Welcome back for another round of exciting management case studies! Today we will get in close touch with a major global problem: climate change. Management and organisations are not separate from the rest of the world and nothing illustrates the connection of an organisation to the external environment like this particular example. Let’s check out some organisations that are involve in managing this issue, the components of their external environment and what they mean for managers.
To start with…
…refresh your knowledge of the various factors in the external environment that managers should be aware of as part of their job. Figures 2.1 (p. 30) and 2.2 (p. 32) in your textbook describe these in detail, so you should definitely have a closer look at them before sinking your teeth into this case. Once you’ve done that, check out this description of the Adani coal mine battle involving a mining company, governments, and environmental groups.
So, to summarise…
Adani Group is a leading infrastructure conglomerate from India operating internationally.

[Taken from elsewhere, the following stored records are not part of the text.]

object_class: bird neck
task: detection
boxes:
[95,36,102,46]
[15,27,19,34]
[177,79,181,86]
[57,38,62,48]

It has operations in Australia, where it operates mines, ports and power plants. Over the last few years has tried to expand its operations in the Carmichael mine Queensland, into what will become the largest coal mine, with six open-cut pits and up to five underground mines. The cost of the project is estimated at $22 billion, and will include a 31.5 kilometres of permanent rail line, which will form part of a 389-kilometre heavy haul line from the mine in the Galilee Basin, west of Rockhampton, to the Abbot Point port, south of Townsville. The life span of the mine is estimated to be between 25 and 60 years, according to the Queensland Government, but the railway will remain in Queensland after that time.
The coal itself is meant to supply Indian power plants with enough coal to generate electricity for up to 100 million people, after it is processed through the Abbot Point Coal Terminal, off the coast of Bowen in north Queensland. This way, the coal will provide processing jobs in Queensland, Australia.
The jobs relating to this mine are an important point, and it is a major reason why the Queensland Government, the Australian Govenrment, and many Australian businesses support the expansion of the mine. The Adani Group predicts the first stage of construction will provide more than 500 positions, mainly for planners and engineers. Once operational, the Group estimated the mine will provide 2,500 to 3,000 full-time jobs. The Adani Group has estimated the entire project will create 10,000 jobs through direct and indirect employment.
However, in 2015, Adani Consultant Dr Jerome Fahrer told the Land Court in Brisbane the mine would actually create fewer jobs. He gave a net figure of 1,464 – about 15% of what the Adani Group has been stating – and the court accepted this estimation.
Why was the court involved in the first place? At that time (December 2015), Coast and Country, a community conservation group from Queensland, took the project to the land court to try to stop the Queensland government from issuing Adani's mining leases and approvals. The environmental group was concerned that the expansion of the mine would threaten black throated finch populations, damage ground water from nearby springs, contribute to climate change, and that the economic benefits would be less than those forecast by Adani.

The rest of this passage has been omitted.